As pointed out by a Democratic source, the inclusion of baseball star Jackie Robinson on the list seems particularly egregious. The former Dodger, who broke baseball's color barrier, was far from a dyed-in-the-wool conservative. Robinson's ties to the GOP seemed more driven by a personal admiration for Nelson Rockefeller -- the New Yorker who would end up being vice president under Gerald Ford -- than it was core ideological convictions. In his biography, Robinson said that as the Republican Party leadership tilted towards Barry Goldwater conservatives, he began to have "a better understanding of how it must have felt to be a Jew in Hitler's Germany."

Writing on page 340 of the autobiography, he campaigned for Hubert Humphrey.

"I was not as sold on the Republican party as I was on the governor," Robinson wrote of Rockefeller. "Every chance I got, while I was campaigning, I said plainly what I thought of the right-wing Republicans and the harm they were doing. I felt the GOP was a minority party in term of numbers of registered voters and could not win unless they updated their social philosophy and sponsored candidates and principles to attract the young, the black, and the independent voter. I said this often from public, and frequently Republican, platforms. By and large Republicans had ignored blacks and sometimes handpicked a few servile leaders in the black community to be their token "******s." How would I sound trying to go all out to sell Republicans to black people? They're not buying. They know better."
"I admit freely that I think, live, and breathe black first and foremost. That is one of the reasons I was so committed to the governor and so opposed to Senator Barry Goldwater. Early in 1964 I wrote a Speaking Out piece for The Saturday Evening Post. A Barry Goldwater victory would insure that the GOP would be completely the white man's party. What happened at San Francisco when Senator Goldwater became the Republican standard-bearer confirmed my prediction."

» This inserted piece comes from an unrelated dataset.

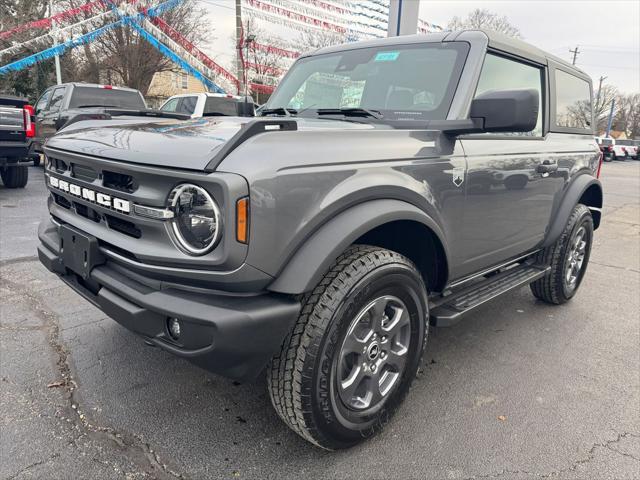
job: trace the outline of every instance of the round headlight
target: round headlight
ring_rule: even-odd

"I wasn't altogether caught of guard by the victory of the reactionary forces in the Republican party, but I was appalled by the tactics they used to stifle their liberal opposition," Robinson wrote of that 1964 convention. "I was a special delegate to the convention through an arrangement made by the Rockefeller office. That convention was one of the most unforgettable and frightening experiences of my life. The hatred I saw was unique to me because it was hatred directed against a white man. It embodied a revulsion for all he stood for, including his enlightened attitude toward black people."